The other two tourists rushed into the visitor center. Micah-IV grasped the would-be suicidc firmly.

“Let go of me,” she demanded.

“Why do you wish to jump?”

“None of your business! Let go! Let go!”

“You will die in the sea.”

“What’s that to you? You filthy robot, how can you defy a human being’s orders? Let go of me and let me jump!”

“I am a synthetic, not a robot,” Micah-IV reminded her gently. “I am not required to obey human orders except as they follow my programming. I forbid you to leave the seawall.” Efficiently he pulled the gravity chute from under her clothing and unsnapped its activator, without releasing his grip on the woman. She glowered at him.

“Tell me why you want to go to the sea,” he asked.

“You’d never understand. You’re just a machine.”

“Genetically I am nearly human. I can think and reflect and change my ideas. This is of great concern to me. Why do you want to go to the sea?”

“To belong to it,” said the woman.

“I do not understand.”

“I told you you wouldn’t. Don’t deprive me of it Let me jump!”

“I cannot do that,” Micah-IV informed her and dragged her toward safety. Her words cut him deeply. He had had little conversation with human beings in his lifetime, and he had never before been so blunty reminded of his nonhuman status. Perhaps he was a laboratory product, but he had feelings. She had wounded them. He gave way slightly to the emotion of self-pity.
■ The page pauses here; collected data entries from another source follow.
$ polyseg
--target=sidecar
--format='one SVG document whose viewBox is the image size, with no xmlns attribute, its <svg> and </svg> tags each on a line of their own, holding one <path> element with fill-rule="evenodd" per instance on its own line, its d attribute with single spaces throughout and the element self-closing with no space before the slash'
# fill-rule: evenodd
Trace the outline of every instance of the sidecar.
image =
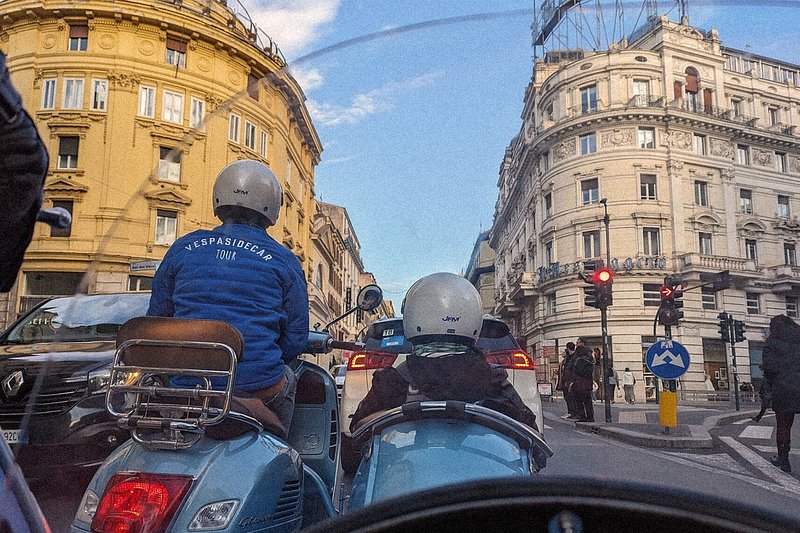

As they neared the cubicle that was the visitor center, Micah-IV’s foot slipped in a patch of melting snow. Within an instant he recovered his balance, but that was just enough time for the red-haired woman to pull from his grasp and run to the seawall barrier. Micah followed her. She reached the electrified barrier and vaulted it, her hair momentarily standing on end like wire, and then she was gone, tumbling downward, drafting on the wind, smashing against the jagged rocks below. Scavengers gathered.
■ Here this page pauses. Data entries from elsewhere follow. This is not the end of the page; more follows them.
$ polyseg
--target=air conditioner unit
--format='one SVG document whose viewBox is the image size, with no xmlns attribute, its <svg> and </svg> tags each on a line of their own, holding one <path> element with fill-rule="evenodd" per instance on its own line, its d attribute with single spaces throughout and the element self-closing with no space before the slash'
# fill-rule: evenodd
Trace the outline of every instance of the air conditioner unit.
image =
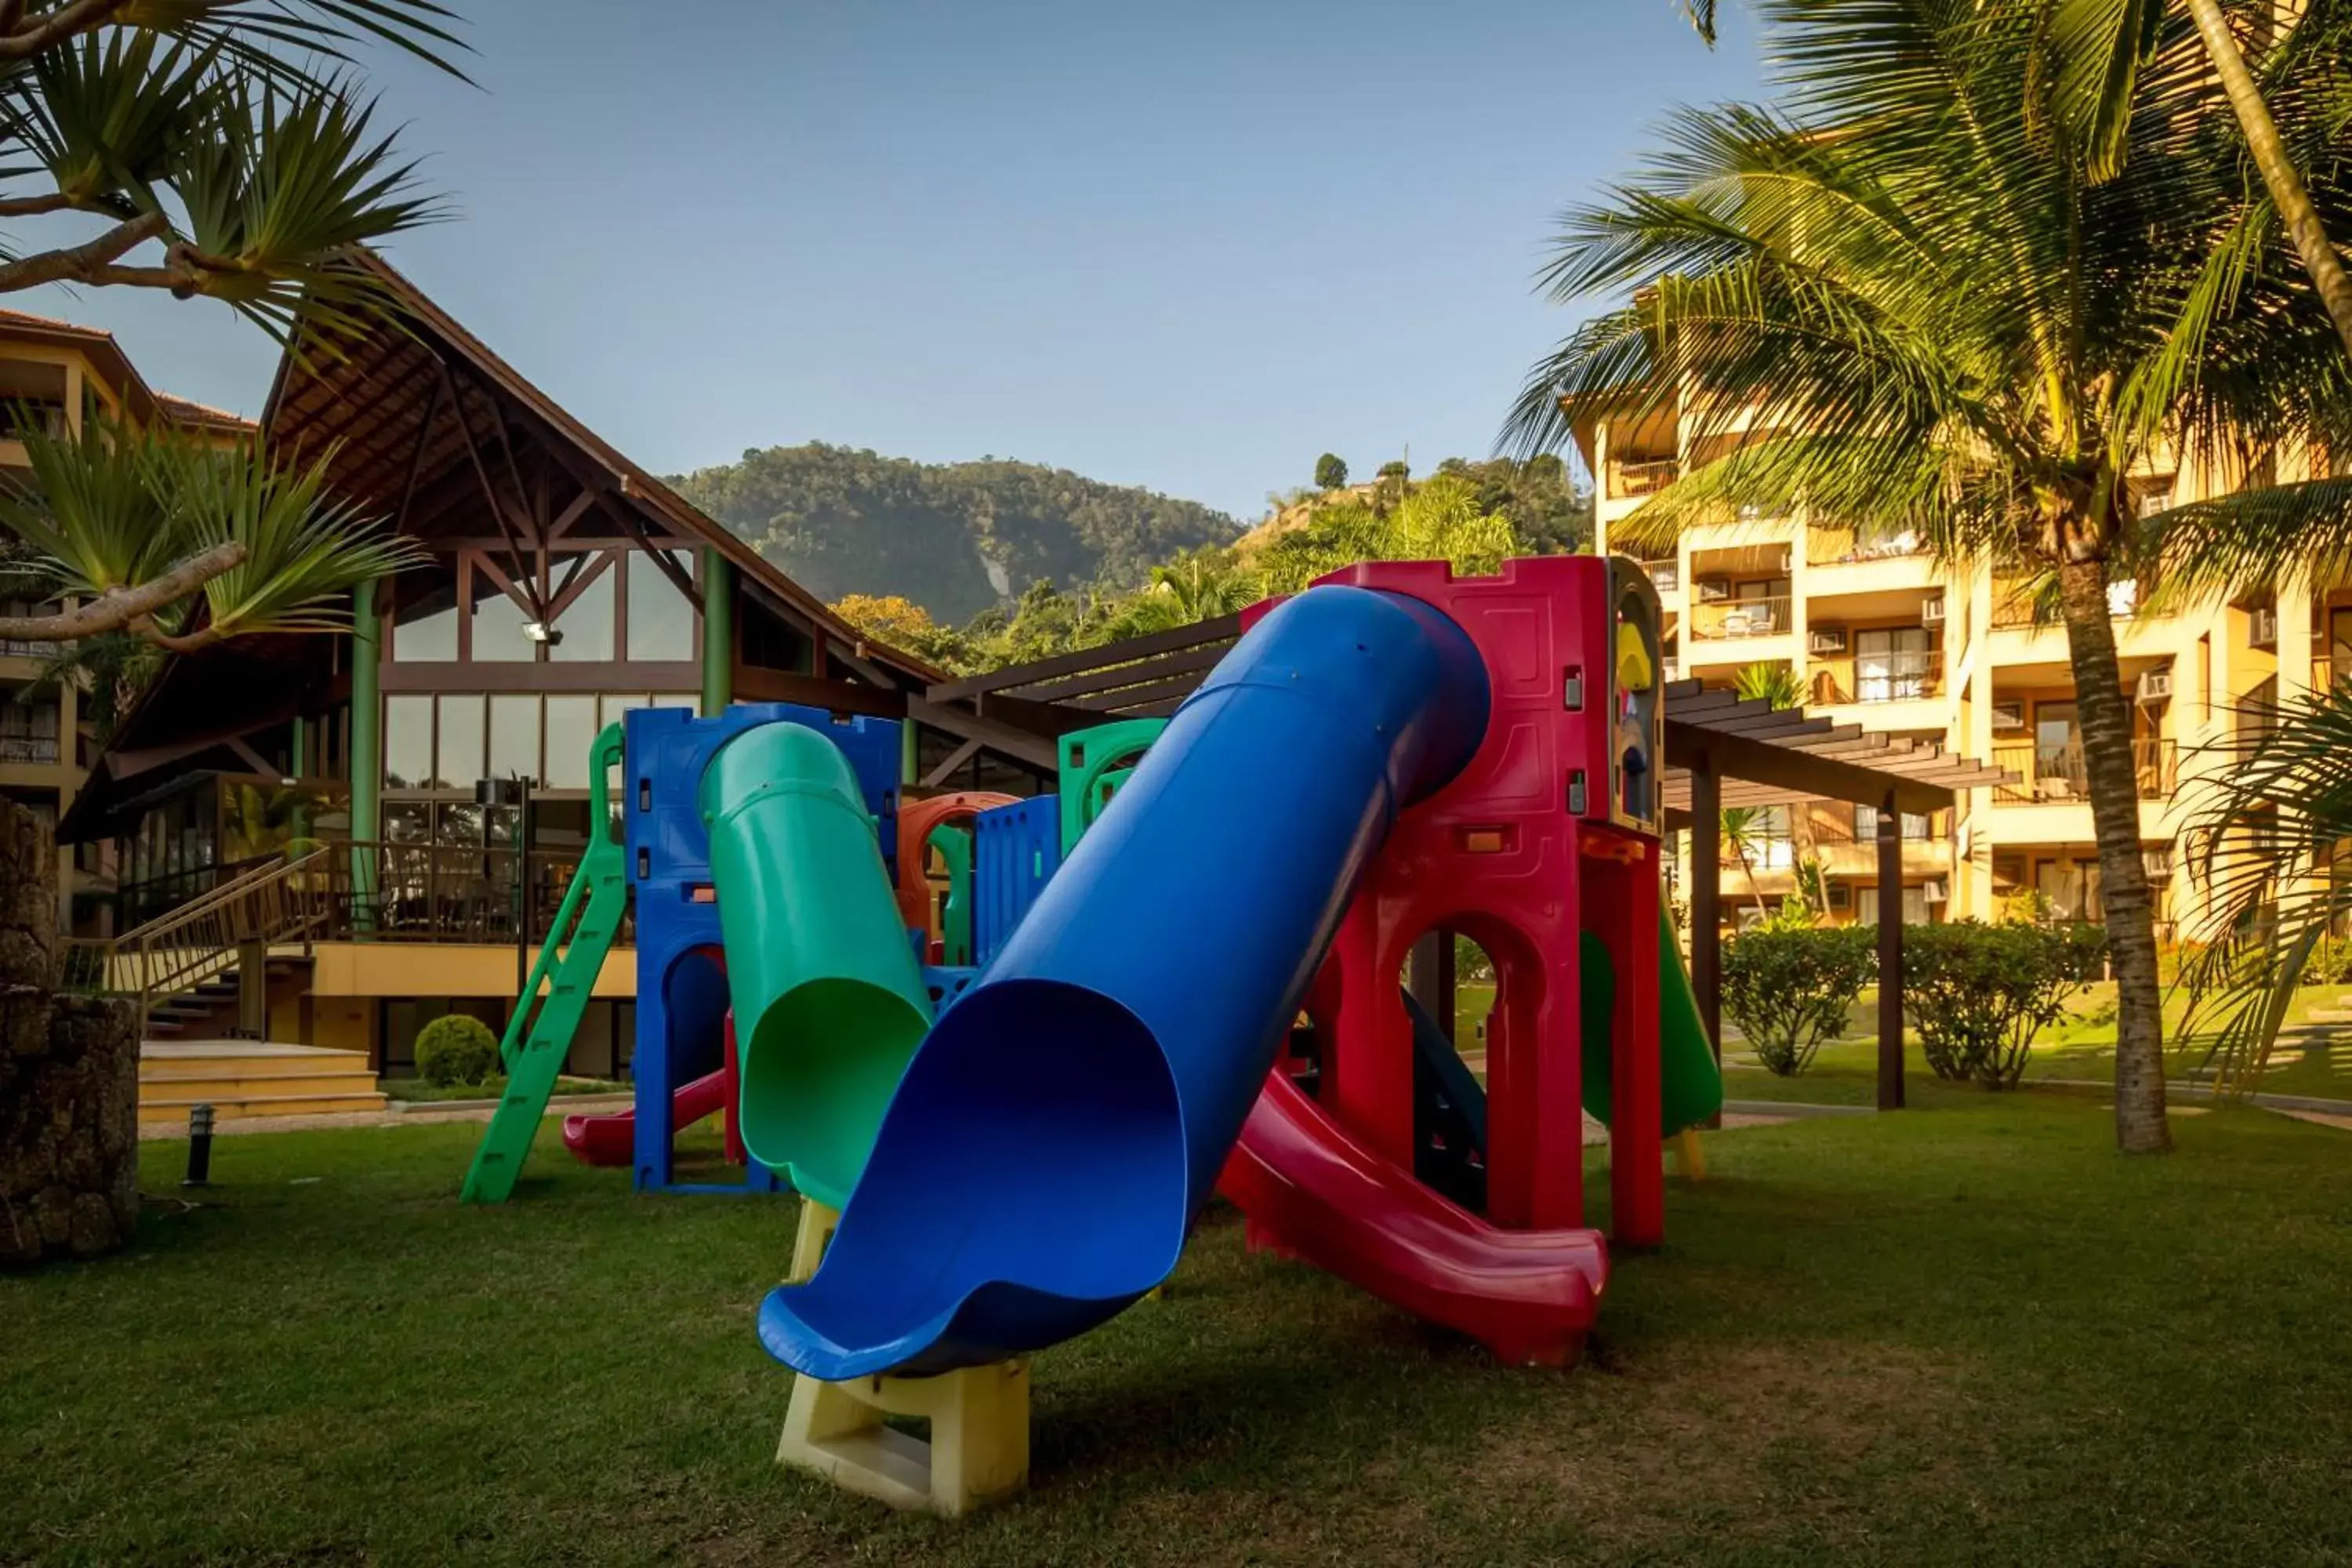
<svg viewBox="0 0 2352 1568">
<path fill-rule="evenodd" d="M 1951 900 L 1951 894 L 1940 880 L 1930 882 L 1920 890 L 1927 895 L 1927 901 L 1931 904 L 1948 903 Z"/>
<path fill-rule="evenodd" d="M 1843 626 L 1815 626 L 1812 628 L 1811 632 L 1807 635 L 1805 638 L 1805 647 L 1808 650 L 1813 653 L 1843 653 L 1845 651 L 1845 628 Z"/>
<path fill-rule="evenodd" d="M 1830 884 L 1830 908 L 1833 910 L 1853 908 L 1853 888 L 1850 883 L 1832 882 Z"/>
<path fill-rule="evenodd" d="M 2150 881 L 2162 881 L 2172 875 L 2172 846 L 2159 844 L 2153 849 L 2141 850 L 2139 863 Z"/>
<path fill-rule="evenodd" d="M 1794 572 L 1796 569 L 1797 552 L 1793 550 L 1783 550 L 1780 552 L 1780 575 L 1786 577 L 1790 573 Z"/>
<path fill-rule="evenodd" d="M 2142 702 L 2163 702 L 2172 696 L 2172 667 L 2140 672 L 2139 700 Z"/>
<path fill-rule="evenodd" d="M 2024 728 L 2024 703 L 1996 702 L 1992 705 L 1992 729 L 1994 734 L 1998 735 L 2006 730 L 2022 730 Z"/>
<path fill-rule="evenodd" d="M 2248 642 L 2256 647 L 2278 647 L 2277 606 L 2264 605 L 2249 615 L 2247 620 L 2251 623 L 2246 632 Z"/>
<path fill-rule="evenodd" d="M 1944 624 L 1943 595 L 1934 595 L 1920 605 L 1919 624 L 1923 626 L 1940 626 Z"/>
<path fill-rule="evenodd" d="M 1703 605 L 1720 604 L 1731 597 L 1731 584 L 1722 577 L 1702 577 L 1698 580 L 1698 598 Z"/>
</svg>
I will be severely reprimanded for this, Micah-IV told himself.

There were witnesses. Through my negligence I allowed her to destroy herself.

He stared at the gray, winter-churned sea. He saw dark, huge shapes beyond the poison belt.

Why do they kill themselves? What do they find in the sea? What drives them to do such things?

He did not know. I do not understand because I am not human, he thought.

Absently, Micah-IV climbed to the top of the barrier and walked along it. His nervous system absorbed the mild voltage without discomfort. Patrolling his sector from the unusual vantage-point, he marched a hundred meters south, to a place where there was no beach, no rocky shore, merely the sea lapping directly against the seawall.

I will do a human thing, Micah-IV decided, and perhaps it will give me an understanding of what it is to be human. In any case no one can reprimand me for this.

He faced the water and levered himself into space. As he fell, he pivoted and saw the glassy gray-green blocks of the seawall behind him. He hit the water at a sharp angle and sliced into it, gasping a bit at the impact. Then he bobbed to the surface.

Lithely, swiftly, inquiringly, Micah-IV swam outward toward the waiting beasts.